Protecting Chatbots from Rogue Subscribers
- Data Breaches: If a chatbot’s security is compromised, unauthorized access to sensitive user data stored within the chatbot’s database can occur.
- Prompt injections: Chatbots can be manipulated from the outside through prompt injections, causing them to leak sensitive and personal data or change their behavior.

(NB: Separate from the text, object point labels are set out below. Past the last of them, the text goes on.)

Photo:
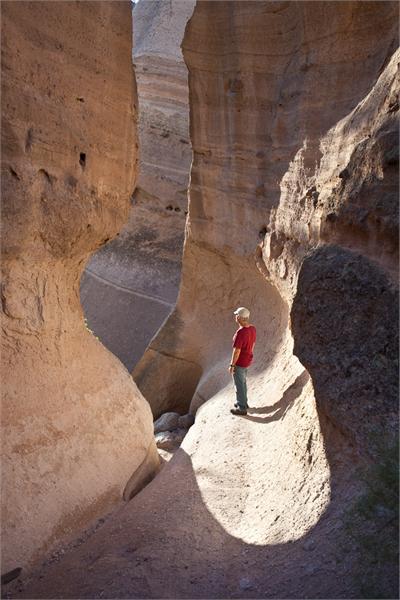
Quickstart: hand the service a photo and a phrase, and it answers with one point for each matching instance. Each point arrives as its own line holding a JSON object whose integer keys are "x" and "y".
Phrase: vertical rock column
{"x": 130, "y": 286}
{"x": 267, "y": 82}
{"x": 74, "y": 426}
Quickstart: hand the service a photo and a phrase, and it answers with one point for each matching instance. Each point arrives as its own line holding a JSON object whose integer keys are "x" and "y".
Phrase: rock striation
{"x": 130, "y": 286}
{"x": 290, "y": 152}
{"x": 293, "y": 185}
{"x": 75, "y": 429}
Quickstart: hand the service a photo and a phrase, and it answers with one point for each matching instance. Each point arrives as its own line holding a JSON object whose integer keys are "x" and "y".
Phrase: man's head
{"x": 242, "y": 315}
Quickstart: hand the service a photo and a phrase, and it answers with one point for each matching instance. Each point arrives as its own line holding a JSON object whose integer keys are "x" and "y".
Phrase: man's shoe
{"x": 238, "y": 411}
{"x": 236, "y": 405}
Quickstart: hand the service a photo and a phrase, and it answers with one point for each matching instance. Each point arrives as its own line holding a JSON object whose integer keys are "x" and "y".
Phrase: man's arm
{"x": 234, "y": 359}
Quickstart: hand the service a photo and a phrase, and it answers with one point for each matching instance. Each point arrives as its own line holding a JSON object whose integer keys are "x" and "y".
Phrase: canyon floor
{"x": 248, "y": 507}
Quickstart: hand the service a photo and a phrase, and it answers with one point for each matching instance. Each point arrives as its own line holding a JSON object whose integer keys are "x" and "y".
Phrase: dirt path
{"x": 247, "y": 508}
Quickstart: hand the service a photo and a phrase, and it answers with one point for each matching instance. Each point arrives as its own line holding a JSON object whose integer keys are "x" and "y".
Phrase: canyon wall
{"x": 130, "y": 286}
{"x": 293, "y": 127}
{"x": 76, "y": 432}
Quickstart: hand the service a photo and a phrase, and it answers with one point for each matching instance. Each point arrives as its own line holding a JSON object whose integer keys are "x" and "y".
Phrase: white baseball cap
{"x": 242, "y": 312}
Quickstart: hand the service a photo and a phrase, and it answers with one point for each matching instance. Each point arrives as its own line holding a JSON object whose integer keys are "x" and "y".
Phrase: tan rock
{"x": 130, "y": 286}
{"x": 74, "y": 426}
{"x": 273, "y": 124}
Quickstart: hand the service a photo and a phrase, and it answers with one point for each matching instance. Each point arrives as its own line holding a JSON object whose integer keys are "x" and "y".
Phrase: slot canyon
{"x": 164, "y": 163}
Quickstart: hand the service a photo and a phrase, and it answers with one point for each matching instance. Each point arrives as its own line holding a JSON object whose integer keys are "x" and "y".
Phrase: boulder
{"x": 167, "y": 422}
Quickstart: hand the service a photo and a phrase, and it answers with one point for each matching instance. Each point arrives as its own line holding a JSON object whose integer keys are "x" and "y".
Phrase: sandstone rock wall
{"x": 130, "y": 286}
{"x": 74, "y": 426}
{"x": 271, "y": 84}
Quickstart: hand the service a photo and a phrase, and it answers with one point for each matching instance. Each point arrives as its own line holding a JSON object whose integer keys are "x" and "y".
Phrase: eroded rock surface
{"x": 256, "y": 506}
{"x": 74, "y": 426}
{"x": 130, "y": 286}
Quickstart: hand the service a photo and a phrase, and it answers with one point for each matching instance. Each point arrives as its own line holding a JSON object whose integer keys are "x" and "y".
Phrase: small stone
{"x": 170, "y": 440}
{"x": 311, "y": 569}
{"x": 309, "y": 545}
{"x": 245, "y": 584}
{"x": 186, "y": 421}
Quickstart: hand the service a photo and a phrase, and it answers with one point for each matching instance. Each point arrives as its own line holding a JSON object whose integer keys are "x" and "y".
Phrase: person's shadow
{"x": 280, "y": 408}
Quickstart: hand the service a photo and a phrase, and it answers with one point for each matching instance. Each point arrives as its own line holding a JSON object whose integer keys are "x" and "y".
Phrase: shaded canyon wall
{"x": 130, "y": 286}
{"x": 293, "y": 127}
{"x": 75, "y": 429}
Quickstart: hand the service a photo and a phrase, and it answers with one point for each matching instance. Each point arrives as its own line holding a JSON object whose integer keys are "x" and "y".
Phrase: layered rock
{"x": 76, "y": 433}
{"x": 281, "y": 96}
{"x": 272, "y": 117}
{"x": 130, "y": 286}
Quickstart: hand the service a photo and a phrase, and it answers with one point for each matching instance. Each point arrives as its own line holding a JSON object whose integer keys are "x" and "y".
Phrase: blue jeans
{"x": 239, "y": 377}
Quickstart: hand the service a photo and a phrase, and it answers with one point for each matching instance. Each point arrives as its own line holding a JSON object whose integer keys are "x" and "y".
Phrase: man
{"x": 242, "y": 356}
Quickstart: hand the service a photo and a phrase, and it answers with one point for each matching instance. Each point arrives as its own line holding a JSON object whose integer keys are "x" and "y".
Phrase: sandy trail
{"x": 249, "y": 507}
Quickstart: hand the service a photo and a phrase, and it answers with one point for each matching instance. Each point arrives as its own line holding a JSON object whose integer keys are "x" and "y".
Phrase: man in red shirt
{"x": 242, "y": 356}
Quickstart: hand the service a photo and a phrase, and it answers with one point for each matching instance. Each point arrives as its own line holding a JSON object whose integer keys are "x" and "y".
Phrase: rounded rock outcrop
{"x": 74, "y": 425}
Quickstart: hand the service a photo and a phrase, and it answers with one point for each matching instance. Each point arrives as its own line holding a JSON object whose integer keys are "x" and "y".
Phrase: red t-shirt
{"x": 245, "y": 338}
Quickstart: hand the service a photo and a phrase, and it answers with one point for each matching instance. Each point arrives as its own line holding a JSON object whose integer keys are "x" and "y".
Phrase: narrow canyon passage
{"x": 290, "y": 209}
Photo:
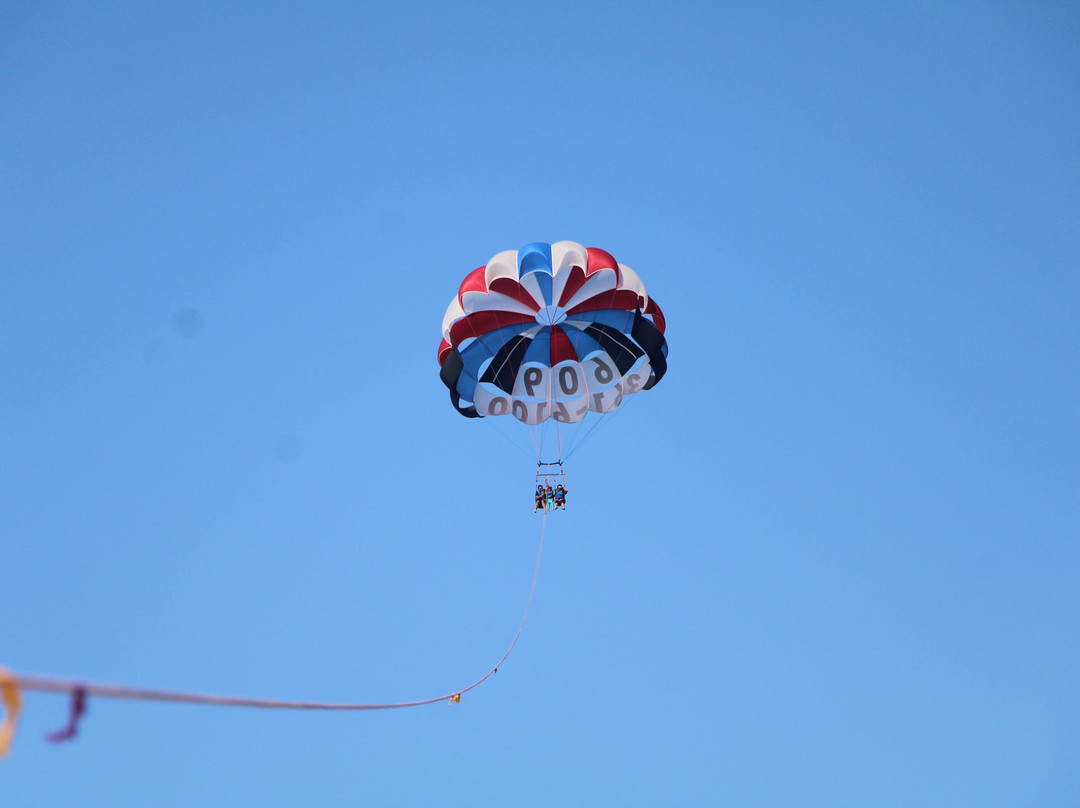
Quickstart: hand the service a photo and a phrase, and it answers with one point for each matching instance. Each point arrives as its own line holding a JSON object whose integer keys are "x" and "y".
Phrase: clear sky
{"x": 831, "y": 560}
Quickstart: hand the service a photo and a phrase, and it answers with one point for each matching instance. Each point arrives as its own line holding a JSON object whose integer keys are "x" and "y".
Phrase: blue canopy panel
{"x": 535, "y": 259}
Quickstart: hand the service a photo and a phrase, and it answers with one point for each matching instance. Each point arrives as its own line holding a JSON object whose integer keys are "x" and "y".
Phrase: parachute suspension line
{"x": 49, "y": 684}
{"x": 512, "y": 436}
{"x": 597, "y": 425}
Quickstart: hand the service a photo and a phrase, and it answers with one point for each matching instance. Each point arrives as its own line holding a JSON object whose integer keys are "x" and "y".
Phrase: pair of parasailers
{"x": 550, "y": 498}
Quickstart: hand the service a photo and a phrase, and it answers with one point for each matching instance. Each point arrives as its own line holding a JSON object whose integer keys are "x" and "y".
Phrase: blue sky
{"x": 831, "y": 560}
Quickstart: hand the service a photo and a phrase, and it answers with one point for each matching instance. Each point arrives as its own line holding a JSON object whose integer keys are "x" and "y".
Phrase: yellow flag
{"x": 12, "y": 703}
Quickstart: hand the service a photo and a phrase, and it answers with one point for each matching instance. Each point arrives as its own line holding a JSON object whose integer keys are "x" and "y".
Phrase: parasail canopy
{"x": 551, "y": 331}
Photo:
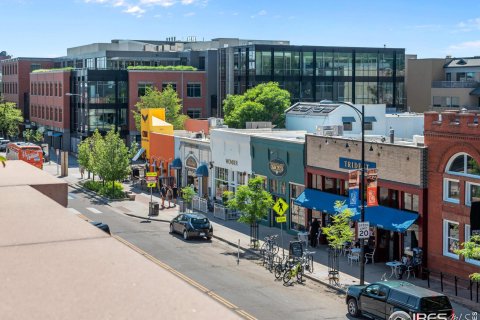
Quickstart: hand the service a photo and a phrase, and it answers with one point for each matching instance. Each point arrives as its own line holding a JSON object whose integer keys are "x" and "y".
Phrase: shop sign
{"x": 191, "y": 162}
{"x": 231, "y": 162}
{"x": 354, "y": 164}
{"x": 277, "y": 167}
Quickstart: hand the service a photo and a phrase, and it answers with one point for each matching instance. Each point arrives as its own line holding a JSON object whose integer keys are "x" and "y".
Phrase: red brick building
{"x": 453, "y": 140}
{"x": 16, "y": 79}
{"x": 190, "y": 85}
{"x": 49, "y": 106}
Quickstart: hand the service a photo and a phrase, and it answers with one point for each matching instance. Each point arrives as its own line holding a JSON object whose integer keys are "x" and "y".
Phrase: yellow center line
{"x": 192, "y": 282}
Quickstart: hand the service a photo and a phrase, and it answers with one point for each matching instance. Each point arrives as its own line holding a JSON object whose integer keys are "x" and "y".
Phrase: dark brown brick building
{"x": 453, "y": 140}
{"x": 16, "y": 79}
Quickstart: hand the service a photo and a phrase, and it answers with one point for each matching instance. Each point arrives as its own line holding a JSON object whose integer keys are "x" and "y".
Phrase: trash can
{"x": 154, "y": 208}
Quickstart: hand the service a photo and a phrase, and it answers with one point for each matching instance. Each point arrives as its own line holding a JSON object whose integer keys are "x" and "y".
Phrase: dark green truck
{"x": 397, "y": 300}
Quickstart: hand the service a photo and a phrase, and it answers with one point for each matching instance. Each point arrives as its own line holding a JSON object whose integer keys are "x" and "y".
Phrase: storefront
{"x": 397, "y": 223}
{"x": 280, "y": 160}
{"x": 231, "y": 160}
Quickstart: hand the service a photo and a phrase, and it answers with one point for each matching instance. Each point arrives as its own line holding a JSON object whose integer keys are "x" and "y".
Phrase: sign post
{"x": 280, "y": 207}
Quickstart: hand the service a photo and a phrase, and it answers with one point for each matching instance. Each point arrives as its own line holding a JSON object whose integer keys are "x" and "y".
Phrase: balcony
{"x": 455, "y": 84}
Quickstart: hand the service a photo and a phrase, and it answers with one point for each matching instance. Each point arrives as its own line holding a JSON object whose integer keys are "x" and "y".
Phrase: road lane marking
{"x": 190, "y": 281}
{"x": 74, "y": 211}
{"x": 93, "y": 210}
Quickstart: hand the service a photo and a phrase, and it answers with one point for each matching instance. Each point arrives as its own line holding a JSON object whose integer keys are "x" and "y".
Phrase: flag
{"x": 372, "y": 187}
{"x": 353, "y": 191}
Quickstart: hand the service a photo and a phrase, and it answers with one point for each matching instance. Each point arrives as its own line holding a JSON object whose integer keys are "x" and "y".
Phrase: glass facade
{"x": 357, "y": 75}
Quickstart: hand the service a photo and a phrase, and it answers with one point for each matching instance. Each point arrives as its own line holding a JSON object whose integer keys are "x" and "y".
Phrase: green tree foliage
{"x": 252, "y": 201}
{"x": 187, "y": 194}
{"x": 471, "y": 250}
{"x": 114, "y": 159}
{"x": 339, "y": 232}
{"x": 168, "y": 99}
{"x": 265, "y": 102}
{"x": 10, "y": 118}
{"x": 32, "y": 135}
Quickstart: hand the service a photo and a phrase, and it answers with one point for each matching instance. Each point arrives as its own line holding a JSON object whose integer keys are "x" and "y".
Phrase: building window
{"x": 172, "y": 84}
{"x": 451, "y": 240}
{"x": 194, "y": 90}
{"x": 475, "y": 261}
{"x": 194, "y": 113}
{"x": 451, "y": 190}
{"x": 472, "y": 193}
{"x": 142, "y": 88}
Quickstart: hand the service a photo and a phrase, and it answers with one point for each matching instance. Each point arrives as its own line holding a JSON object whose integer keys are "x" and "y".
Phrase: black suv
{"x": 399, "y": 299}
{"x": 192, "y": 225}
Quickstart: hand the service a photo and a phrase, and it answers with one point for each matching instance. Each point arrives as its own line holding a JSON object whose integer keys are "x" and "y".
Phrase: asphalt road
{"x": 213, "y": 264}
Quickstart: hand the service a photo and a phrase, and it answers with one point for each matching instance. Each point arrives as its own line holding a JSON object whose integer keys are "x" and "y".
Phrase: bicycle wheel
{"x": 287, "y": 276}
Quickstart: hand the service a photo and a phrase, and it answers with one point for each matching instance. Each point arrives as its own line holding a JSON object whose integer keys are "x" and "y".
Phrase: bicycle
{"x": 295, "y": 270}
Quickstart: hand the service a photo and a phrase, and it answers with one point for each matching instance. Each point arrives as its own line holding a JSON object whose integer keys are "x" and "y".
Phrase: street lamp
{"x": 361, "y": 115}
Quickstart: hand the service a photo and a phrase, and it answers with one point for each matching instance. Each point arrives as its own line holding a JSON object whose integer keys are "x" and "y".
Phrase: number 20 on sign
{"x": 363, "y": 230}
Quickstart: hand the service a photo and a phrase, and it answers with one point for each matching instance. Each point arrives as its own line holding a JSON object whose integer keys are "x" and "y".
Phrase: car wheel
{"x": 353, "y": 307}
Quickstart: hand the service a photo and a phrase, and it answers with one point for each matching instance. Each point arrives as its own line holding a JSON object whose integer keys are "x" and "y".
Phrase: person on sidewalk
{"x": 175, "y": 194}
{"x": 314, "y": 228}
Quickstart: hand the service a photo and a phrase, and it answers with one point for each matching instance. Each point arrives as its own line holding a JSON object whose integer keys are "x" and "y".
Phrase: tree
{"x": 114, "y": 159}
{"x": 10, "y": 118}
{"x": 187, "y": 194}
{"x": 339, "y": 232}
{"x": 252, "y": 201}
{"x": 264, "y": 102}
{"x": 168, "y": 99}
{"x": 471, "y": 250}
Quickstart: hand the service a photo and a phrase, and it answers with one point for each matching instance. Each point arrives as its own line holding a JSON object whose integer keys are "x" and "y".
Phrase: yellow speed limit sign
{"x": 280, "y": 207}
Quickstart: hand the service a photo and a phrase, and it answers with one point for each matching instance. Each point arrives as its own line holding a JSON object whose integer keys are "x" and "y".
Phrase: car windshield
{"x": 435, "y": 303}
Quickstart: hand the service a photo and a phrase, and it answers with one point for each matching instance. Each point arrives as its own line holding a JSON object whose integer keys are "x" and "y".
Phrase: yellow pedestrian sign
{"x": 280, "y": 207}
{"x": 281, "y": 219}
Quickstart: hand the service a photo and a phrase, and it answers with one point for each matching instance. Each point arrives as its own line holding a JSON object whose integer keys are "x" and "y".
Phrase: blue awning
{"x": 388, "y": 218}
{"x": 176, "y": 164}
{"x": 379, "y": 216}
{"x": 348, "y": 119}
{"x": 318, "y": 200}
{"x": 202, "y": 171}
{"x": 139, "y": 153}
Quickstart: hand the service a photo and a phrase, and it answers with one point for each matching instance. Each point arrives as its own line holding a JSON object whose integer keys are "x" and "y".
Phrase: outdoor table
{"x": 394, "y": 265}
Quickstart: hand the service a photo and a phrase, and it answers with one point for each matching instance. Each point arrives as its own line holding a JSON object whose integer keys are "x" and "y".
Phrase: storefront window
{"x": 451, "y": 240}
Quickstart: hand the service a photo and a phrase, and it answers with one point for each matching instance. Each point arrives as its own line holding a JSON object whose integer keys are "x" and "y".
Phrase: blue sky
{"x": 46, "y": 28}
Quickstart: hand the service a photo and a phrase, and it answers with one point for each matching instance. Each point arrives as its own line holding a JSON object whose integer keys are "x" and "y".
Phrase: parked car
{"x": 102, "y": 226}
{"x": 192, "y": 225}
{"x": 382, "y": 299}
{"x": 3, "y": 144}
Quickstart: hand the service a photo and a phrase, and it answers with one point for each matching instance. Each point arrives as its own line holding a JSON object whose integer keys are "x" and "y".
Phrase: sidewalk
{"x": 232, "y": 232}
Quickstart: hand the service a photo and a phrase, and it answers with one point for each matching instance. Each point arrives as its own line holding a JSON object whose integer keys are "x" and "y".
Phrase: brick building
{"x": 16, "y": 79}
{"x": 190, "y": 87}
{"x": 453, "y": 140}
{"x": 50, "y": 107}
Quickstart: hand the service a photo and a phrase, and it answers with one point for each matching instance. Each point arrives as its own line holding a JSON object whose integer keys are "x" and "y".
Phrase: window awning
{"x": 139, "y": 153}
{"x": 318, "y": 200}
{"x": 202, "y": 171}
{"x": 388, "y": 218}
{"x": 176, "y": 164}
{"x": 348, "y": 119}
{"x": 379, "y": 216}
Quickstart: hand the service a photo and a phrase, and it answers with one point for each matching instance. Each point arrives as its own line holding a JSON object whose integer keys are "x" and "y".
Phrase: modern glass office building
{"x": 312, "y": 73}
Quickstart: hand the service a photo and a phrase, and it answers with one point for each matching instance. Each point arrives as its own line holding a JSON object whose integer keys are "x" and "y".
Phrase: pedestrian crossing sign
{"x": 280, "y": 207}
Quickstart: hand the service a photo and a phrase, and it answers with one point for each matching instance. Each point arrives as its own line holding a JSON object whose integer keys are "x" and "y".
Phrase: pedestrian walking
{"x": 314, "y": 228}
{"x": 174, "y": 194}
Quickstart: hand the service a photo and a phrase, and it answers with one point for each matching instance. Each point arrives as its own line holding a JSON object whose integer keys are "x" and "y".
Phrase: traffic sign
{"x": 281, "y": 219}
{"x": 364, "y": 230}
{"x": 280, "y": 207}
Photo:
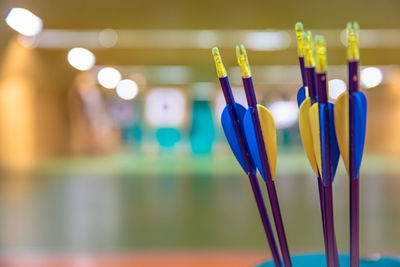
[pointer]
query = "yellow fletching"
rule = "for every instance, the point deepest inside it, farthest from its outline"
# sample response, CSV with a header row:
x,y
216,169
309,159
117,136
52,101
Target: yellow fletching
x,y
341,111
306,133
269,133
315,129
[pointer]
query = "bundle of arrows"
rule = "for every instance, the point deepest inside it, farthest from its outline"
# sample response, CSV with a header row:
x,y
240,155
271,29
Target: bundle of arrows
x,y
327,131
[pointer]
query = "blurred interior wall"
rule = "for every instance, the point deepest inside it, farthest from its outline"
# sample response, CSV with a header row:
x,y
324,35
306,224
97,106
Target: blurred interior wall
x,y
33,110
383,126
17,103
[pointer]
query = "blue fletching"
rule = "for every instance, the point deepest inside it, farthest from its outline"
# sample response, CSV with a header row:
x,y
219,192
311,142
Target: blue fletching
x,y
360,125
301,95
251,139
227,120
334,147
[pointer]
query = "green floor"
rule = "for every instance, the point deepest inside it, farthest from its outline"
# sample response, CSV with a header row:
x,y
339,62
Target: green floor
x,y
132,202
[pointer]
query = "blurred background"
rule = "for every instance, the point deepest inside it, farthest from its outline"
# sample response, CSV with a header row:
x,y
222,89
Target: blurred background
x,y
111,149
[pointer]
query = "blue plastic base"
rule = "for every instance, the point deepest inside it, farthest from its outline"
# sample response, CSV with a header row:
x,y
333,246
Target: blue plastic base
x,y
314,260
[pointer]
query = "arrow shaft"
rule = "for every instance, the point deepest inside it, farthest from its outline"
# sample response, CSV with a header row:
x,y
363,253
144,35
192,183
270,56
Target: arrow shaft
x,y
354,183
311,82
327,170
273,198
252,177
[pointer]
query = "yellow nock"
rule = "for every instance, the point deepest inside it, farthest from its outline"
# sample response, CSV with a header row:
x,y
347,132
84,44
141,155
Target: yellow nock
x,y
243,61
300,41
353,46
320,53
309,60
218,63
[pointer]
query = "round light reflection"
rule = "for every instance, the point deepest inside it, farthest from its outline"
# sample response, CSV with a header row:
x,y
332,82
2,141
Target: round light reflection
x,y
371,77
336,88
127,89
24,21
81,58
284,113
109,77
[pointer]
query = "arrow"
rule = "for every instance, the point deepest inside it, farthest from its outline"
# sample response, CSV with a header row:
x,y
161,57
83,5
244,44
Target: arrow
x,y
306,98
232,124
325,144
351,122
260,133
304,102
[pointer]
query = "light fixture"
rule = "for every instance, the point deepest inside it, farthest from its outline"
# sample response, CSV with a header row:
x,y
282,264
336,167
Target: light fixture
x,y
24,21
371,77
336,88
109,77
127,89
81,58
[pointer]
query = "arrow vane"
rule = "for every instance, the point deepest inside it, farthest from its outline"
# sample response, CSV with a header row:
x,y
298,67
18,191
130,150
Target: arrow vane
x,y
232,123
260,133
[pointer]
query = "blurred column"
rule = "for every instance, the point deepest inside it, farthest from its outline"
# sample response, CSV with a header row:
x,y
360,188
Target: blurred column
x,y
17,102
383,128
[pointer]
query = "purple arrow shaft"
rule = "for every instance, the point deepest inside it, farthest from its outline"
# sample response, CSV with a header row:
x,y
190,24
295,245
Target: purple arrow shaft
x,y
333,257
273,198
311,82
302,70
354,181
226,89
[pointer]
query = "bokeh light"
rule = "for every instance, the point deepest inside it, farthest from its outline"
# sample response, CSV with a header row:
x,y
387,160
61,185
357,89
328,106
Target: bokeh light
x,y
81,58
165,107
284,113
109,77
127,89
371,77
24,21
336,88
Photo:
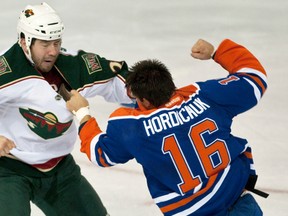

- Rogue chatbots: Spammers can set up a rogue chatbot from scratch or manipulate an existing bot through unauthorized access. A compromised chatbot representing a well-known brand can be particularly dangerous as it is likely to be trusted by users and has an extensive reach. Subtle manipulations where the bots silently leak sensitive data to threat actors can go unnoticed for a long time, compromising many users. The conversational interaction between chatbots and users can lower the user’s guard, creating a false sense of trust. Mimicking the language and tone of trusted entities makes it easier to impersonate banks and other institutions. Spammers leverage this to make phishing attacks more convincing and harder for users to detect.
Text is hidden in the image to bypass text-based filters in this spam message intercepted in January 2025. The URL leads to a phishing site. AI-powered real-time URL analysis can identify the link as malicious and block the message. Alternatively, OCR capabilities can extract text from the image for fingerprint analysis.